# Even and Odd Functions

Unlike the typical college junior that shows up to their morning class wearing pajamas and their retainer, some functions care what they look like in the mirror. These functions, called **even** or **odd** functions, have some important properties we can take advantage of later.

Consider the *y*-axis to be a mirror. A function is *even* if it looks in the mirror and sees itself exactly as is. In other words, it looks the same when reflected across the *y*-axis.

For any value of *x*, the values *f*(*x*) and *f*(*-x*) must be the same.

In symbols, a function is even if *f*(*x*) = *f*(*-x*).

To check if a function is even we find *f*(*x*) and *f*(*-x*) and see if they're the same.

Alternatively, a function is *odd* if it looks in the mirror and sees itself standing upside-down, like the *y*-axis is a funhouse mirror.

For any value of *x*, *f*(*-x*) is the upside-down version of *f*(*x*). That is, *f*(*x*) and *f*(*-x*) are negatives of each other.
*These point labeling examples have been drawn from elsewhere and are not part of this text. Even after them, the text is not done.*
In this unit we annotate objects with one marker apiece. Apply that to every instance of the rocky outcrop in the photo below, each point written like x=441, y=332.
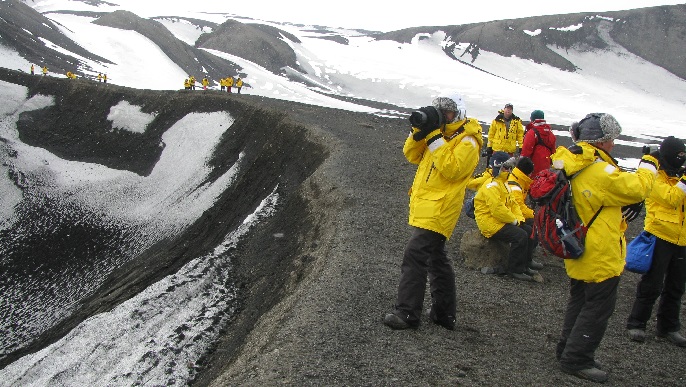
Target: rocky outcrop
x=655, y=34
x=25, y=30
x=261, y=44
x=190, y=59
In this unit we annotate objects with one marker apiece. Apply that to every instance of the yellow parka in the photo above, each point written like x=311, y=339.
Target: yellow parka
x=601, y=187
x=444, y=169
x=519, y=184
x=665, y=209
x=500, y=138
x=494, y=206
x=479, y=180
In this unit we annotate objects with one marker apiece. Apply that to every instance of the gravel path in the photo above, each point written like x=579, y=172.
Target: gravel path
x=327, y=330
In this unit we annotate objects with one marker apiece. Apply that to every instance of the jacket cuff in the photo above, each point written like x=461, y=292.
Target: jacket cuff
x=435, y=140
x=650, y=163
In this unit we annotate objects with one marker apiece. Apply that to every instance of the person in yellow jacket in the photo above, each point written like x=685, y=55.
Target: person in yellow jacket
x=506, y=133
x=239, y=84
x=499, y=217
x=600, y=190
x=446, y=149
x=666, y=278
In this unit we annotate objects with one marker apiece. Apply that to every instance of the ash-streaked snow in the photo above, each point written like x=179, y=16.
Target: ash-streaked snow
x=138, y=210
x=129, y=117
x=154, y=338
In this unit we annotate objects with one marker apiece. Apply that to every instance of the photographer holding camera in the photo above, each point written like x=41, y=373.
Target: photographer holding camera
x=445, y=145
x=666, y=278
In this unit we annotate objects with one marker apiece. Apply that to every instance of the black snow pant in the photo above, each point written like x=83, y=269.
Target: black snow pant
x=425, y=254
x=521, y=246
x=665, y=279
x=589, y=308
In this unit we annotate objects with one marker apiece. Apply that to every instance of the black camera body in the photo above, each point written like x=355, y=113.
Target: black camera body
x=648, y=149
x=427, y=119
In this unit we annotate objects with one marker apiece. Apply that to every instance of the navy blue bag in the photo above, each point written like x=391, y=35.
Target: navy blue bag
x=639, y=253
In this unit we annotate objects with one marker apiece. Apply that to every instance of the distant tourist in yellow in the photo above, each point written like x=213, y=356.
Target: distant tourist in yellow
x=239, y=84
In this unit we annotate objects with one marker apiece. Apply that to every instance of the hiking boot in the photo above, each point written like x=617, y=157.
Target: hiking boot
x=636, y=334
x=396, y=322
x=447, y=323
x=674, y=337
x=521, y=276
x=592, y=374
x=535, y=265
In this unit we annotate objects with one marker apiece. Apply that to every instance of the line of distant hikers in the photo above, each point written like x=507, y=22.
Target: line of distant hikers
x=224, y=83
x=188, y=84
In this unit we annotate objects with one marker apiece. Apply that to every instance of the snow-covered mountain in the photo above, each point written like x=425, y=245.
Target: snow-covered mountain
x=629, y=63
x=129, y=200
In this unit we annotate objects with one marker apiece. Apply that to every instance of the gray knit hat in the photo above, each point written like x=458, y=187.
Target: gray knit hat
x=594, y=128
x=452, y=103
In symbols, a function is odd if
*f*(*-x*) = -*f*(*x*).

If all the terms involve *x* raised to even exponents, the polynomial is even. Some examples are

*f*(*x*) = *x*^{2}*f*(*x*) = 6*x*^{4 }– 7*x*^{2}*f*(*x*) = *x*^{8} + *x*^{6} + *x*^{22}

If all the exponents are odd, the polynomial is odd. Some examples are

*f*(*x*) = *x*^{3}

*f*(*x*) = *x*^{9 }+ 6*x*^{7}

*f*(*x*)* = x*^{101}+* x*^{67}

If some of the exponents are odd and some of the exponents are even, the polynomial is neither even nor odd.